The 23 June 2016 may be a historic day but what will happen to criminal justice and quasi criminal proceedings in the UK, should the outcome be to Brexit or Remain? In practice the UK would remain bound by EU law for up to two years while its exit was negotiated so nothing would happen immediately, but what then for criminal justice measures?
Dealing with Cross-border crime
One of the most obvious areas that a Brexit outcome will affect will be the UK’s ability to use EU instruments designed to deal with cross-border crime. The most well-known of the EU instruments is probably the European Arrest Warrant (the “EAW”). EAWs are provided for in UK law under the Extradition Act 2003 and allow members of the EU to use a fast tracked system when seeking to extradite individuals back to EU countries. They were designed to speed up extradition proceedings (which were taking years in some cases) and to reduce the cost to the courts and the UK Government.
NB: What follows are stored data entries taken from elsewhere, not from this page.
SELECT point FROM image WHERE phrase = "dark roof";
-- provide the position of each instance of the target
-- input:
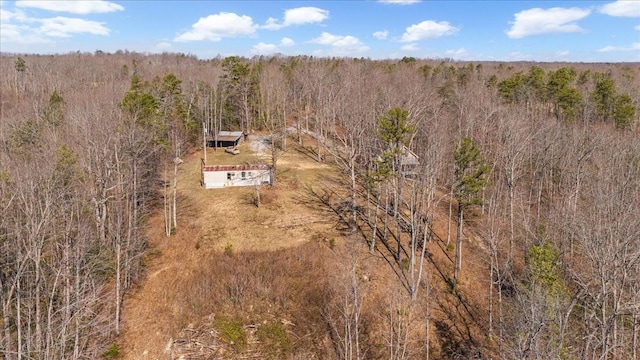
(226, 136)
(236, 167)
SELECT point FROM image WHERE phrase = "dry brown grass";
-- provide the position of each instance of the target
(210, 221)
(281, 263)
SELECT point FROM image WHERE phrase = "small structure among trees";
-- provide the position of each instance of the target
(219, 176)
(225, 139)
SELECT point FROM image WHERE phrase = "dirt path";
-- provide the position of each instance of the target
(208, 222)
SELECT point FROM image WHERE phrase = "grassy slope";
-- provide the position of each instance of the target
(291, 233)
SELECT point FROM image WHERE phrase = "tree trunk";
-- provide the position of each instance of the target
(458, 263)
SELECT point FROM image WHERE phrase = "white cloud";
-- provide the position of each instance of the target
(218, 26)
(516, 55)
(298, 16)
(287, 42)
(381, 35)
(634, 47)
(305, 15)
(64, 27)
(74, 7)
(20, 35)
(341, 45)
(456, 52)
(399, 2)
(622, 8)
(18, 28)
(264, 49)
(163, 46)
(410, 47)
(538, 21)
(428, 30)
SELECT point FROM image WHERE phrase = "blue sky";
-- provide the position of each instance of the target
(576, 31)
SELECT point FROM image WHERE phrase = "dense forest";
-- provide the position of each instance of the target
(538, 163)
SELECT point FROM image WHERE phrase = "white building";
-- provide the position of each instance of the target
(219, 176)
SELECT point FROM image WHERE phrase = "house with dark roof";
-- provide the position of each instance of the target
(225, 139)
(220, 176)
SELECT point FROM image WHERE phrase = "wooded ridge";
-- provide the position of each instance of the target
(535, 166)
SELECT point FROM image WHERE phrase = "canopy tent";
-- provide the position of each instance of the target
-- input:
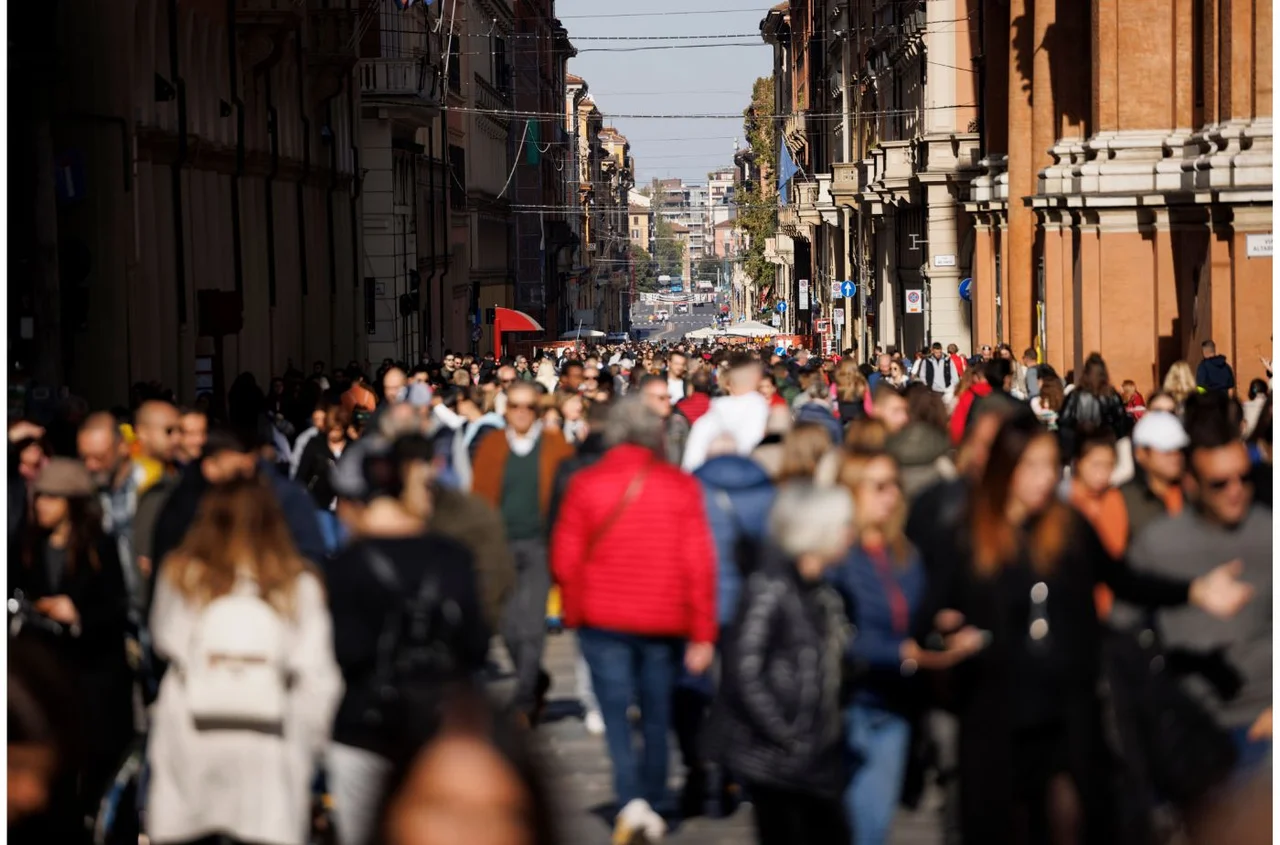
(577, 334)
(510, 320)
(752, 329)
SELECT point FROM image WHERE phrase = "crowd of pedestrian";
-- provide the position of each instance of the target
(319, 612)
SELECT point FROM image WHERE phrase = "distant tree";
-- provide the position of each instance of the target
(668, 251)
(758, 201)
(645, 269)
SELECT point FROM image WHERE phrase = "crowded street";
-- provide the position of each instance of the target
(581, 423)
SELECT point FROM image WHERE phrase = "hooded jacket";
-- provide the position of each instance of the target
(741, 416)
(1215, 374)
(739, 494)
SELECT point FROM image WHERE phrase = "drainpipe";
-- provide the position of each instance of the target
(179, 241)
(329, 227)
(430, 236)
(300, 191)
(273, 131)
(356, 181)
(238, 105)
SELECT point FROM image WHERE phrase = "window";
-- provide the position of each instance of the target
(457, 178)
(455, 64)
(501, 72)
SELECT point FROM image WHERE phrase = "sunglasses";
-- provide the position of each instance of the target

No longer being able to use this system as a default, the UK will need to fall back on the Council of Europe Convention on Extradition, negotiate individual treaties with each member state (which seems unlikely) or negotiate an opt in arrangement with the EU in order to retain the EAW and other instruments. This may be a challenge in itself, as all remaining member states would also need to agree.
Another reason for the introduction of the EAW was to stop EU countries refusing to agree to their own citizens being extradited. It may therefore become much harder to bring alleged European based perpetrators of crime to justice in the UK. In other words, we stand to lose the significant law enforcement benefits of being part of the EU.
We will also lose automatic access to the EU agencies designed to improve criminal justice co-operation within the EU, such as Europol and Eurojust. These organisations were set up in order to assist the EU member states share information and intelligence between law enforcement organisations. This is further complicated by the current Director of Europol being British.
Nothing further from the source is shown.